Why is the research of the Oxford Martin School important in this global challenge?
We are fortunate that due to the generosity of the Martin family we can respond to researchers in the University who have innovative ideas to address major global challenges. We are very solution-focussed, and aim to give our researchers the space and time to think innovatively. A key criterion we use in deciding what projects to support is intellectual adventurousness – ideas that are difficult to fund through other routes. Often our projects are interdisciplinary – even though everyone agrees many challenges require an interdisciplinary approach, it is still often very hard to fund research that crosses traditional subject boundaries. The School works in many areas across the natural and social sciences, but I guess about a third of our work relates to the environment and planetary challenges.
What do you view as the most pressing issue in tacking climate change?
There are two that I think are most important. One, is to reduce the effects of climate change on food production. There’s a term, ‘climate smart agriculture’, which describes how we can adapt agriculture so that it both contributes to the mitigation of climate change and also adapts to inevitable climate change. Getting this right is critical for future food security.
The second area is diet change.

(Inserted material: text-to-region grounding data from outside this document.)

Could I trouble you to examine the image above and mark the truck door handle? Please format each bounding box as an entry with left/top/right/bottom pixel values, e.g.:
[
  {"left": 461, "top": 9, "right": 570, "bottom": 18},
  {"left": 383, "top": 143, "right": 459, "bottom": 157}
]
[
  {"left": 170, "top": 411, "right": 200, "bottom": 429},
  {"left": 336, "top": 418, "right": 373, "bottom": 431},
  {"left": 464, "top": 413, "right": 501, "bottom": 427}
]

It is just not possible that a global population of 10 billion in the second half of this century can eat the type of diets we enjoy today in the rich world. We must simultaneously moderate our diets in high-income countries and allow people in poorer countries to improve their diets. We need to start a debate in civil society about future diets.
There needs to be a new dialogue?
That’s right. Especially today it’s too easy to be cynical about our politicians. Many know what they need to do but don’t know how to get re-elected if they promote sustainable policies! We, as individuals, need to give our politicians the licence to make difficult decisions, including around diets. An important role for the University is to provide unbiased data and information to allow people to make up their own minds on these complex issues.